Note . To use EXCEL's ability to copy formulas with modification of the addresses of the cells included in them, it is advisable to program formulas (*) and (**) only for the cells of column “B”, giving absolute addresses to the cells that do not change. The formula data is then copied to all remaining cells in each row of the new table.

Stage 4. Elements last line of the new table are filled out either using formulas (**) or according to the rule for filling out a given row.

The results of calculations in EXCEL tables for our example are shown in Fig. 11, and the formulas used in these calculations are shown in Fig. 12.



    Akulich I.L. Mathematical programming in examples and problems: Proc. manual for students economics. specialist. universities - M.: Higher. school, 1986.-319 p., ill.

    Sakovich V.A. Operations Research (Deterministic Methods and Models): A Reference Guide. - Mn.: Higher. school, 1984.-256p.

    Taha H. Introduction to operations research: in 2 books. Book 1. Per. from English – M.: Mir, 1985.-479 pp., ill.

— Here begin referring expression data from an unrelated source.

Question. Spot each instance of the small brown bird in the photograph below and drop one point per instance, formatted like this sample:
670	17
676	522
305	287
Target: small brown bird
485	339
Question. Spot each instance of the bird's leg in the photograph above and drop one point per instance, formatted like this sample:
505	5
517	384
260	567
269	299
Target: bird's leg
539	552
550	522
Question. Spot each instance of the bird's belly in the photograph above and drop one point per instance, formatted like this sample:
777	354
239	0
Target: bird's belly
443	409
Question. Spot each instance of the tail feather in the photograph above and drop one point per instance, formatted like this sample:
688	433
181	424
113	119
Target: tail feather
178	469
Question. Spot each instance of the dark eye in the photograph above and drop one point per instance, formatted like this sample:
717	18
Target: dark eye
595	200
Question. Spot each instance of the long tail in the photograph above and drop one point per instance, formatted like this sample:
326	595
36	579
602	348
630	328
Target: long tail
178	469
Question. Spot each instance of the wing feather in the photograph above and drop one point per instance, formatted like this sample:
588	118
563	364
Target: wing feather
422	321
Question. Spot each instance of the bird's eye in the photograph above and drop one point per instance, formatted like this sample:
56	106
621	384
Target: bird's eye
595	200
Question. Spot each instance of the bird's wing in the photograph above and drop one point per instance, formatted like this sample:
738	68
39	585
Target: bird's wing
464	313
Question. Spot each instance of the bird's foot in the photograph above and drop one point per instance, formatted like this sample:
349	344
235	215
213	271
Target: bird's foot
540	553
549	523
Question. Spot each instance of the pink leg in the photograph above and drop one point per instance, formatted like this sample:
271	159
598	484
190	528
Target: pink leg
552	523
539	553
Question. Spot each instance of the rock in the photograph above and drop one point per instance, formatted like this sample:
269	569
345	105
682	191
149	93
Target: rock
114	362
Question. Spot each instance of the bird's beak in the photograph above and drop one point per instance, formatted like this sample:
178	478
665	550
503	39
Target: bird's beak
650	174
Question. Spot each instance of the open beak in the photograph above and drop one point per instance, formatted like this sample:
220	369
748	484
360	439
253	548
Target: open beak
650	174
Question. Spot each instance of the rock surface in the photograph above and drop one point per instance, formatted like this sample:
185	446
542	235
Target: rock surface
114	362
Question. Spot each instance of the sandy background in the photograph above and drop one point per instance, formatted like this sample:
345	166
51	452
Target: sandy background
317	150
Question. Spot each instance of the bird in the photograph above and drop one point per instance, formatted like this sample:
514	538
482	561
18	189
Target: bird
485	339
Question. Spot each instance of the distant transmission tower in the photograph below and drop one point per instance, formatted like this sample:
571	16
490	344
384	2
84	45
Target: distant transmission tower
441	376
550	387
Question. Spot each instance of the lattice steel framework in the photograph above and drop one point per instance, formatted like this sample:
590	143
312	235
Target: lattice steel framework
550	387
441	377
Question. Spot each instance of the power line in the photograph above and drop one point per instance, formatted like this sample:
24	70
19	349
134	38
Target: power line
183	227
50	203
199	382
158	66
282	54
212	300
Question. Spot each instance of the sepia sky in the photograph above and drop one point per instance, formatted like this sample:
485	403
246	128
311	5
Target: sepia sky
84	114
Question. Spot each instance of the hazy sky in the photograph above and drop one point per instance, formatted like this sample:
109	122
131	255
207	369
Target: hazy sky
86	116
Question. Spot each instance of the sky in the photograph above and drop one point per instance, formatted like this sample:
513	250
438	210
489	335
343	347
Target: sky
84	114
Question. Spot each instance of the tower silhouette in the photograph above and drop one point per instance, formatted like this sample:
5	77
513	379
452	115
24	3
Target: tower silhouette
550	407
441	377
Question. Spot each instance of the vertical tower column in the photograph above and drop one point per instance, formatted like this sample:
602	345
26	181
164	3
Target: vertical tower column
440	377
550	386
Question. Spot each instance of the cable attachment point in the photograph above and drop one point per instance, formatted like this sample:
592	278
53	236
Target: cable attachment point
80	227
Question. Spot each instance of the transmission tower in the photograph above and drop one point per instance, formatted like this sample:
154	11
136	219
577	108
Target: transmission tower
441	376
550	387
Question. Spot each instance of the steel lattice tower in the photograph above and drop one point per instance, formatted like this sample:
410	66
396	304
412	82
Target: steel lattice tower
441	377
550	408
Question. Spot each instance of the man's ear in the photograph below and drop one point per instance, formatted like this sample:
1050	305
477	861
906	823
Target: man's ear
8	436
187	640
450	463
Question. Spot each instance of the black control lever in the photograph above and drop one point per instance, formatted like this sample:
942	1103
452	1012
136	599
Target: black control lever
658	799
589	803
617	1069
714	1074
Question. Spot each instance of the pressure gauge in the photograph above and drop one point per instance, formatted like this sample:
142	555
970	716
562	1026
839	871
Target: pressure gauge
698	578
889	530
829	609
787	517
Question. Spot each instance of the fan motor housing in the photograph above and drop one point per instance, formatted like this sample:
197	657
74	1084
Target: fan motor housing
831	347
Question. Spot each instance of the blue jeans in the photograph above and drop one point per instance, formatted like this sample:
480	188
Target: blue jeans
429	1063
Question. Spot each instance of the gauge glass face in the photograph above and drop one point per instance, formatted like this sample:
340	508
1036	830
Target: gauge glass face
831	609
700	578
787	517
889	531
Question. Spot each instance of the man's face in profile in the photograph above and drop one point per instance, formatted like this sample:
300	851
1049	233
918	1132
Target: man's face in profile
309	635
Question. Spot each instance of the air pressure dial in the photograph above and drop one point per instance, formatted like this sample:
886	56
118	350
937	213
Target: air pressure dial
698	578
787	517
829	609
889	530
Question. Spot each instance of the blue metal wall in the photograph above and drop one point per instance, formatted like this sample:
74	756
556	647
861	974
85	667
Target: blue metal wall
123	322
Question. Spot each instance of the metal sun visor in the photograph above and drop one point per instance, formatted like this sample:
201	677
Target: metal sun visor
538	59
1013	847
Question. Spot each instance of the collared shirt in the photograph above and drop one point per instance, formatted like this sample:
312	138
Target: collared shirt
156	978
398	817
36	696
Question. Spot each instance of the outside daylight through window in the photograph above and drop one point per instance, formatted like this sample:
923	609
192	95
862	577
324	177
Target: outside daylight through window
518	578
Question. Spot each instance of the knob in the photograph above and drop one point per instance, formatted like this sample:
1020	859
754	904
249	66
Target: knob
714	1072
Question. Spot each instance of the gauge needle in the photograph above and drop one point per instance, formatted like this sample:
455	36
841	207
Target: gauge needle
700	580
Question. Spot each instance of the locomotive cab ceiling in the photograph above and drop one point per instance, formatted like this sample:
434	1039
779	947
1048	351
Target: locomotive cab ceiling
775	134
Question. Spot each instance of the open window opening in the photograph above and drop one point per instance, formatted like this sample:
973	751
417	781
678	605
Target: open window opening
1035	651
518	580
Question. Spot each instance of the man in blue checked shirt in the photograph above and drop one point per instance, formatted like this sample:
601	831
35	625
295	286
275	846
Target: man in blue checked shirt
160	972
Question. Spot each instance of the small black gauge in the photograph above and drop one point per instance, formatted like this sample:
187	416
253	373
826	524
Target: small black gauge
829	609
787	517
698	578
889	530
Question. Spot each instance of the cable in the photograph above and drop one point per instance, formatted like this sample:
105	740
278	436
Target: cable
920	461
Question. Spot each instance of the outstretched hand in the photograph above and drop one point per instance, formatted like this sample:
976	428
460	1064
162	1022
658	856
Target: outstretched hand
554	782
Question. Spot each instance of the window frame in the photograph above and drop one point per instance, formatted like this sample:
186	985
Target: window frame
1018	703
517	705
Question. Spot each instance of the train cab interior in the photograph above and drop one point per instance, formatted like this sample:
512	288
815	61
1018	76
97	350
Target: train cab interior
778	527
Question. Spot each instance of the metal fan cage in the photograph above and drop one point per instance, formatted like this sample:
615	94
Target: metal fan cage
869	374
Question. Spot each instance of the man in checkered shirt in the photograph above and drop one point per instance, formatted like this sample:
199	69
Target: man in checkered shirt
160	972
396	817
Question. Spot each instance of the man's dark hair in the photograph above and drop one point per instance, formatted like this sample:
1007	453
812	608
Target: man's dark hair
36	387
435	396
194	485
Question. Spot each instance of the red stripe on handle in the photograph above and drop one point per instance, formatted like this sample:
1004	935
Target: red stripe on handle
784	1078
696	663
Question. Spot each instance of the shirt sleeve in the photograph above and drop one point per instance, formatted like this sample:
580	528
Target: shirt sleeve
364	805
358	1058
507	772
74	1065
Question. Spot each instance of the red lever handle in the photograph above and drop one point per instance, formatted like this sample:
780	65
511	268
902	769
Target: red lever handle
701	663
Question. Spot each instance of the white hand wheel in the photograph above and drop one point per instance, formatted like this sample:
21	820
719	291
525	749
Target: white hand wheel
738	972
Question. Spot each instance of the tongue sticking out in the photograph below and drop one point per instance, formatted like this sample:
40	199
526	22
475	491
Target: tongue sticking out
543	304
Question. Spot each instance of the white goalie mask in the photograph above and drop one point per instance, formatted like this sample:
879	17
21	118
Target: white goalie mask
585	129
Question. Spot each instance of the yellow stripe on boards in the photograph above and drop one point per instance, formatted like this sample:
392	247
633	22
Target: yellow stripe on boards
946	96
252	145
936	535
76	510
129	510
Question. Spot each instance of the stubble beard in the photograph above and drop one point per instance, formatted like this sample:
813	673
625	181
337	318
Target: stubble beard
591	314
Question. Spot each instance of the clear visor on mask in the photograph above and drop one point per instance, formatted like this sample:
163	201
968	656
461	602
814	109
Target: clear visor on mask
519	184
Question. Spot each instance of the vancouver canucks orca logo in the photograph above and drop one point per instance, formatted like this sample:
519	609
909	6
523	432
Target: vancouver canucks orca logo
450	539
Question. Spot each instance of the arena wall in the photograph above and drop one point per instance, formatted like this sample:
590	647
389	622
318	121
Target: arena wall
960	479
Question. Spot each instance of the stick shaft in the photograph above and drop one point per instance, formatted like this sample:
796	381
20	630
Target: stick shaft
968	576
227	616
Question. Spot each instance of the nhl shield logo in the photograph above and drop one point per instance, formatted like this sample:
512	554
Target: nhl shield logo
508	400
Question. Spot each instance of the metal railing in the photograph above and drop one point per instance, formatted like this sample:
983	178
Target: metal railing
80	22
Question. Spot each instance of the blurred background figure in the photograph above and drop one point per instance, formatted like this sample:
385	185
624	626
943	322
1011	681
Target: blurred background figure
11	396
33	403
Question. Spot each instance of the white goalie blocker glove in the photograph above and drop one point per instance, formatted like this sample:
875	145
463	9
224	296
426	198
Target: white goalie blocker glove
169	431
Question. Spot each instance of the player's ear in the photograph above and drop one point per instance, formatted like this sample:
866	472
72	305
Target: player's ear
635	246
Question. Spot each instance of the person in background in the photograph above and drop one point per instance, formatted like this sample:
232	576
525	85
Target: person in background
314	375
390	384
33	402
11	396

    Guidelines for practical exercises in the discipline “Mathematical programming” (linear programming) for students of economic specialties / Comp. Turovtsev G.V., Nudny I.P. – Zaporozhye, ZGIA, 1984.-31 p.

    Mathematical programming. Lecture notes for full-time and full-time economics students correspondence departments/Glushchevsky V.V., Isaenko A.N. – Zaporozhye: ZGIA, 2003. – 150 p.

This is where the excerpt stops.